WASHINGTON -- The Justice Department does not have to turn over information on cases involving warrantless cellphone tracking if the cases ended without a defendant's conviction, a divided federal appeals court ruled Friday in upholding privacy protections for people acquitted of crimes.
The ruling came in a public records lawsuit brought by the American Civil Liberties Union, which had requested information on all federal cases in which prosecutors had obtained cellphone data without a warrant to track a user's whereabouts.
The Justice Department earlier released information on cases that resulted in a conviction, but the ACLU also sought information about the small number of such cases that ended in a defendant's favor.
The U.S. Court of Appeals for the District of Columbia Circuit previously held that the Justice Department was obligated under the Freedom of Information Act to disclose the case name and docket information on warrantless cellphone tracking prosecutions that ended with a conviction. But in a 2-1 decision Friday, the judges said defendants who are acquitted or have had the charges against them dismissed enjoy extra privacy interests that outweigh the public benefit in disclosing that information.
Though the appeal turned on a small number of cases, the dispute nonetheless unfolded against the backdrop of ever-advancing law enforcement technologies and the ongoing debate over privacy protections.

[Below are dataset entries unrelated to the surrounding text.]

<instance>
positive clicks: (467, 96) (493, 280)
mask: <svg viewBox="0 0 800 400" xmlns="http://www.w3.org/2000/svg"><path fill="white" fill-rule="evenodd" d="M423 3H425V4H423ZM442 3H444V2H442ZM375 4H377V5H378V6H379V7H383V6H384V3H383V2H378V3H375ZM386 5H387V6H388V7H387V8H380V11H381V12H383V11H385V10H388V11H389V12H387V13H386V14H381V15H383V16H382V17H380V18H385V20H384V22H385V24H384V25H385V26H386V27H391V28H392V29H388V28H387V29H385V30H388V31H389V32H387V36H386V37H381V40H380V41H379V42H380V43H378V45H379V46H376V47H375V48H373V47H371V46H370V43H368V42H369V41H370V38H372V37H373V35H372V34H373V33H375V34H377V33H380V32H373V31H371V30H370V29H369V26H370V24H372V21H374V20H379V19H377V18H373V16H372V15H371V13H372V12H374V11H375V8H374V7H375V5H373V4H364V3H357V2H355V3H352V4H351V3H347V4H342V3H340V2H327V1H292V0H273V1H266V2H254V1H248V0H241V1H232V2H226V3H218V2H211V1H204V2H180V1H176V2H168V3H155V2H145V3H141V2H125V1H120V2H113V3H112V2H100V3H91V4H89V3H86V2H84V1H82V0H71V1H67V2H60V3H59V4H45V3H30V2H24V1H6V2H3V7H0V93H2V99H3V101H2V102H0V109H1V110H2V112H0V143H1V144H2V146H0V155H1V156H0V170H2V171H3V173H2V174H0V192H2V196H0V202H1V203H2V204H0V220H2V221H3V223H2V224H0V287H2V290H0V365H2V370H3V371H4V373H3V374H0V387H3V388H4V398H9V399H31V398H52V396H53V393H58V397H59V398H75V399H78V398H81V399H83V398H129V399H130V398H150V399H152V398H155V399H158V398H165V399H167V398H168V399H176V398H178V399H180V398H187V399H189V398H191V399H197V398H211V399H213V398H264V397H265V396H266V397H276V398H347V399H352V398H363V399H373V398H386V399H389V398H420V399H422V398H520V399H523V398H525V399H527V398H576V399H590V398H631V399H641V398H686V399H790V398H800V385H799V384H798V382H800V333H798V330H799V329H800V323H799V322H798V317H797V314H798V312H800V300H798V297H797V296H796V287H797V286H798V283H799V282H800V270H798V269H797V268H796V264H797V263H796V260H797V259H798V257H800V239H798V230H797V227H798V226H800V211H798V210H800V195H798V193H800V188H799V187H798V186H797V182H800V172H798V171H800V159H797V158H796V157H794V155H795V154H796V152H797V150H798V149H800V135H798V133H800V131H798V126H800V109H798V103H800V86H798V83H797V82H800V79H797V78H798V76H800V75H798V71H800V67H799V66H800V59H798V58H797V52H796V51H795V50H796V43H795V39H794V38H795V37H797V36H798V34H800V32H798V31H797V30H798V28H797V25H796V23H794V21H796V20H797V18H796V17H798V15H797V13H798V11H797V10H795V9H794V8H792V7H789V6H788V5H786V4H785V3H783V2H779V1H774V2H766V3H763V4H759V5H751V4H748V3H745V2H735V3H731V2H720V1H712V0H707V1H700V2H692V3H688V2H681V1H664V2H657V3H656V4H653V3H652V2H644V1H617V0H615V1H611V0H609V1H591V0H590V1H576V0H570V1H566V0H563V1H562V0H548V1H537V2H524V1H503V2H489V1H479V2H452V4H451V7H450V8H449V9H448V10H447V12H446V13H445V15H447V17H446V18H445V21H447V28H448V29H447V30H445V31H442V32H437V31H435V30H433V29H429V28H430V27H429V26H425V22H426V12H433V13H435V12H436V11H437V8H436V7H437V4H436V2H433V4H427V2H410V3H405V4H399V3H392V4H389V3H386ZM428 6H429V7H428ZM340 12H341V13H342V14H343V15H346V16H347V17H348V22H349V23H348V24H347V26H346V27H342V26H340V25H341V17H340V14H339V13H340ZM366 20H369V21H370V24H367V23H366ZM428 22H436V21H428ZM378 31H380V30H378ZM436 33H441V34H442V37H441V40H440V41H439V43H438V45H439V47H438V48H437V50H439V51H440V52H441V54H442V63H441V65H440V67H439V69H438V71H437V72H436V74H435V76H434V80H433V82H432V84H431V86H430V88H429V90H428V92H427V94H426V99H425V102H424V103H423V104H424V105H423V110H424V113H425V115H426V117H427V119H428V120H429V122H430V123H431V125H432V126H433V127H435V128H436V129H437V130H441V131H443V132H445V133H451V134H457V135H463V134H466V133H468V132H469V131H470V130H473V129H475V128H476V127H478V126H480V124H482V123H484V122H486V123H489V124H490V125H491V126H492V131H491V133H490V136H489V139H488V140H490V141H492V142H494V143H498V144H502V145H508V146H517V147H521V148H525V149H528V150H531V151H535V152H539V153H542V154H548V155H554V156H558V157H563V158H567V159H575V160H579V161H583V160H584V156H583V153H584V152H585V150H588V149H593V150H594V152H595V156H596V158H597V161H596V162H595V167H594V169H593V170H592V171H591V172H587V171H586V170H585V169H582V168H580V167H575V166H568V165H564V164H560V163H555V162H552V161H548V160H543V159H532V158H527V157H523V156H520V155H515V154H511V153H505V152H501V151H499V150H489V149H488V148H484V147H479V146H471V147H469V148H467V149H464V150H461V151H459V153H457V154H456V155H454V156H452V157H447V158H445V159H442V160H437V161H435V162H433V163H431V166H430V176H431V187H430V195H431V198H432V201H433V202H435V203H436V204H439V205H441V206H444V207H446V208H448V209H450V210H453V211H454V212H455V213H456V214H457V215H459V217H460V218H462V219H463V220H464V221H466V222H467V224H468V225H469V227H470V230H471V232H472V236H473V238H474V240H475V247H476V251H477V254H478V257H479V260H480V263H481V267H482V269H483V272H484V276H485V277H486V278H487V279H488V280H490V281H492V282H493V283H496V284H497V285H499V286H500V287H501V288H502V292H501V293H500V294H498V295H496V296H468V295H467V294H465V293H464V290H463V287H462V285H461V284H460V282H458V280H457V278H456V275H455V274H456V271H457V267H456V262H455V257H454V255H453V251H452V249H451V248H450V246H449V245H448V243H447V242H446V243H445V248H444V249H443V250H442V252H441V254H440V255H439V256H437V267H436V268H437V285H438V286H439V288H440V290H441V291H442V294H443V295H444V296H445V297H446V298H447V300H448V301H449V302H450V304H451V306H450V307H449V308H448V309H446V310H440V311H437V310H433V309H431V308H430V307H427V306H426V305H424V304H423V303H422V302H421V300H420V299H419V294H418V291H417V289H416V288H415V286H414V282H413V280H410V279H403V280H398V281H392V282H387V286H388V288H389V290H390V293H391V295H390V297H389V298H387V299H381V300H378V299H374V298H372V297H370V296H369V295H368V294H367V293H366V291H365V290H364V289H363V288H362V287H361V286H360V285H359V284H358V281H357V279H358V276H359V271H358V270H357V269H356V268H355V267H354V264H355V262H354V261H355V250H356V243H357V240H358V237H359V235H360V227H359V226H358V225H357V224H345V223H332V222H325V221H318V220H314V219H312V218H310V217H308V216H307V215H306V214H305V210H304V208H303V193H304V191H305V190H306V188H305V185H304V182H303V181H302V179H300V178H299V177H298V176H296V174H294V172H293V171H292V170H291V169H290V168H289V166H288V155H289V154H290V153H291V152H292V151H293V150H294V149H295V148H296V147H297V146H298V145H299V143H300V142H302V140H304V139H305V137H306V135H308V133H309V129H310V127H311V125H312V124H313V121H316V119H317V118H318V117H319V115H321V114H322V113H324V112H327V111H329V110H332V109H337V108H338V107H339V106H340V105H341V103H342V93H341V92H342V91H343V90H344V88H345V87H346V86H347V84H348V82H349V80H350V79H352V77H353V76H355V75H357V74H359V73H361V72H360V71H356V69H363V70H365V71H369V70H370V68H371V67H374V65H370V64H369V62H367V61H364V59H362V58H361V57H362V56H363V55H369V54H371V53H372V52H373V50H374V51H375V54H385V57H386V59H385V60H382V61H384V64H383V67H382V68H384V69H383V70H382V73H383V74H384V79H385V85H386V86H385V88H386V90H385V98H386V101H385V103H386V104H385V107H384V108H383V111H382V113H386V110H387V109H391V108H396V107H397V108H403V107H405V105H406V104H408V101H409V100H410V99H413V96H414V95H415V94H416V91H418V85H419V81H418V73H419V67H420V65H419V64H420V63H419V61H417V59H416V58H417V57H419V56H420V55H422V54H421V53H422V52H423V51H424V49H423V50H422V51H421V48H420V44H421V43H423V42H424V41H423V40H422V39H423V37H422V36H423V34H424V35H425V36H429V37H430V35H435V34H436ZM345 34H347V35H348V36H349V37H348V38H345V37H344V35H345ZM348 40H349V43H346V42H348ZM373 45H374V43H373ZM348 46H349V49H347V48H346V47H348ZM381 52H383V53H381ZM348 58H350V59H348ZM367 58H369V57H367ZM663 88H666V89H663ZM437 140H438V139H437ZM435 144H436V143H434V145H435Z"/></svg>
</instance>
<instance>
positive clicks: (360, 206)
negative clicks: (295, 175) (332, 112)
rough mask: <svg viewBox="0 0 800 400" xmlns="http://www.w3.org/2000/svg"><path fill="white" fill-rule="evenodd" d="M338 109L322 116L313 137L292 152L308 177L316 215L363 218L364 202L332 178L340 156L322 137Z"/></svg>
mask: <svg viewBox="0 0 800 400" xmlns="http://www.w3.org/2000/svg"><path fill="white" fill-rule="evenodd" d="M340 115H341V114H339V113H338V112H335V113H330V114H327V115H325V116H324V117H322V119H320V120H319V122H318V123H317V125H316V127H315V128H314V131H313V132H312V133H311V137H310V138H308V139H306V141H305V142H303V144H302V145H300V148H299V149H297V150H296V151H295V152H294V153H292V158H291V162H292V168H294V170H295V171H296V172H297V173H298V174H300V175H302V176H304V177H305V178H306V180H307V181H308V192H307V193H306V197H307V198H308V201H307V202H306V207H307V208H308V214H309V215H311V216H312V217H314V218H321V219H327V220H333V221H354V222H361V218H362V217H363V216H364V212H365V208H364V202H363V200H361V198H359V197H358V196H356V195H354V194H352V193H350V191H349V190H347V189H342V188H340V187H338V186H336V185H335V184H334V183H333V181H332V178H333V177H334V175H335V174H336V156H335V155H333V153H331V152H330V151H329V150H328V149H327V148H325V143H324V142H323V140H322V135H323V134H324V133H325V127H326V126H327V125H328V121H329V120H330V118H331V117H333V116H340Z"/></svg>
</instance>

"While this attention would have been warranted at the time of indictment, now that these defendants have been acquitted or had the relevant charges dismissed they have a significant and justified interest in avoiding additional and unnecessary publicity," Judge David Tatel wrote.
"Once a person has been publicly indicted, and that information is easily available on the Internet, it's just unrealistic to say that the person has an ongoing interest in the privacy of his public indictment" that outweighs the public's right to know what happened, said Arthur Spitzer, the legal director of the ACLU in Washington. He said he was disappointed by the decision.
The Justice Department, in responding to the ACLU lawsuit, identified 229 prosecutions since 2001 in which a judge had approved the government's request to obtain cellphone tracking data without making a finding of probable cause. The department refused to turn the list over, but after an earlier appeals court decision, ultimately released docket information for 214 cases that resulted in guilty pleas or convictions.
Since the ACLU didn't challenge the Justice Department's authority to withhold information on sealed cases, the only cases at issue in the appeal were six that ended with acquittal or dropped charges.
Judge Janice Rogers Brown dissented from the majority opinion, saying the six disputed cases already exist in the public domain and can easily be accessed through a Google search or other means.
"An individual who is indicted and tried has no privacy interest that can protect the public record of prosecution from disclosure -- even if the ultimate outcome was acquittal or dismissal," she wrote.